According to the study conducted by the Data Security Council of India, the Indian cybersecurity sector is resolutely moving towards a platform-oriented approach. Of the cybersecurity product and service companies surveyed, 76% and 78%, respectively, have platform-based offerings, and 74% are using artificial intelligence and machine learning to enhance their solutions.

India, a country particularly affected by ransomware

The growth in the market over the past two years has been largely driven by increased digital transformation, tighter regulatory focus on data and privacy, and growing board-level awareness of cyber threats. And by the fact that India was particularly hit hard during the pandemic, especially by ransomware.

According to a survey by security firm CrowdStrike and market research firm Vanson Bourne, about 76% of organisations in India have experienced at least one ransomware attack in 2021—more than any other country in the world over that period. And about 49% of Indian companies with a digital presence have experienced multiple ransomware attacks.

Leading consulting firms

With India’s share of the global IT outsourcing market (across all domains) at 55%, it is logical that the Indian cybersecurity market is also dominated by service giants (Infosys, Tata Consultancy Services, Wipro, etc.). They naturally draw on their expertise to offer services ranging from consulting to implementation and to the management of controls and security frameworks.

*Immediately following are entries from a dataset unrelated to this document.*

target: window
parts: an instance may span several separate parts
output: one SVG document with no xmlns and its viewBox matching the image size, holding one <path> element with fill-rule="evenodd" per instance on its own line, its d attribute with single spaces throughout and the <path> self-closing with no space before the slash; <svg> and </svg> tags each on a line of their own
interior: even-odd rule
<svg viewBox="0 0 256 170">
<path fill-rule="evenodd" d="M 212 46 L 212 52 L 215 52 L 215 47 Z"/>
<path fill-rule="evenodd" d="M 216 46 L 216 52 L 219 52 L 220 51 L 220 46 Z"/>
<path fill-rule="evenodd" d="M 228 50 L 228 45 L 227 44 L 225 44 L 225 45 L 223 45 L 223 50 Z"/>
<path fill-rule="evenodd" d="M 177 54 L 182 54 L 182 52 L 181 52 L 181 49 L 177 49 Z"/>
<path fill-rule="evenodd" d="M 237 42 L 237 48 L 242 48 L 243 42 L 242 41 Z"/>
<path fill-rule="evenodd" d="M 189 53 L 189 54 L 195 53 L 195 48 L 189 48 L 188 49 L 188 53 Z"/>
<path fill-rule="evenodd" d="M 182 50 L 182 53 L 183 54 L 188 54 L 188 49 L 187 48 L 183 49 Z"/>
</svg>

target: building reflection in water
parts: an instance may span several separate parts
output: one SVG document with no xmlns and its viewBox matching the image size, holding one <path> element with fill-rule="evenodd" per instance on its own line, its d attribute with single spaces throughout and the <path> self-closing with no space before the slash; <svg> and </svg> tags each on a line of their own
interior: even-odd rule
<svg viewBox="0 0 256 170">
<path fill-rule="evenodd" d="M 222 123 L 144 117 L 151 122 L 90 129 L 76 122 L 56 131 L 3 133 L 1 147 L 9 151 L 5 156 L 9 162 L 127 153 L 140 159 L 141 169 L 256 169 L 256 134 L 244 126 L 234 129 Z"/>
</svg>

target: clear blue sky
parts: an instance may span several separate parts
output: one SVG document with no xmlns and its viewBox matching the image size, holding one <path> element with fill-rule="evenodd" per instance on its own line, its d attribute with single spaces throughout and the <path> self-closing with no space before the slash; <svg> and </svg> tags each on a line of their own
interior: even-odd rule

These service companies have also expanded their presence outside the country and set up security operations centres, cyber defence centres, and R&D centres around the world to better serve their customers. According to the Data Security Council of India, service companies have generated 80-85% of their 2021 revenue internationally, while cybersecurity product providers have derived 60-65% of their revenue on the Indian market.

Startups in ambush

But it is not only the large consulting and service groups that are doing well. Thanks to the strong support of Indian authorities, the Indian cybersecurity startup ecosystem has grown significantly in recent years, in particular with the creation of incubation and acceleration programmes, the availability of funding opportunities, and the strengthening of a strong talent pool. While the talent shortage remains, India’s cybersecurity workforce has literally exploded—from 110,000 employees in 2019 to 218,000 in 2021.

India is thus becoming a partner of choice for the provision of cybersecurity services and products worldwide, with startups also expanding their influence internationally. Promising start-ups include WiJungle, which offers unified network security gateways, and Safe Security (formerly Lucideus), whose SAFE platform provides real-time assessment and monitoring services to enterprises.

Strengthening Franco-Indian cooperation

France, via its National Agency for Information Systems Security (ANSSI), has established strong relations with India in the field of cybersecurity. In particular, it launched the Indo-French Roadmap on Cybersecurity and Digital Technology (signed in August 2019). With this roadmap, France and India recognise the need to pursue and deepen the strategic dialogue on defence against cyber threats and affirm their commitment to an open, reliable, secure, stable, and peaceful cyberspace.

In this regard, France and India aim to strengthen information sharing to respond to common cross-cutting threats. They also aim to enhance their coordination in support of ongoing discussions in various multilateral fora on the application of international law and the implementation of the norms of responsible behaviour of states in cyberspace adopted in the previous reports of the United Nations Groups of Governmental Experts.

As part of this roadmap, the ANSSI spoke in October 2019 at the “CyFy” Conference on Technology, Security, and Society, organised by the think tank Observer Research Foundation (ORF). The ANSSI was able to meet with several Indian institutional actors to set the stage for strengthening cooperation in cybersecurity.

As we can see, cybersecurity in India is a highly strategic issue. Alongside the large national consulting and service companies, startups are gradually taking their place, bringing unparalleled expertise and value. This is a good thing for a country that has been hit hard by ransomware attacks.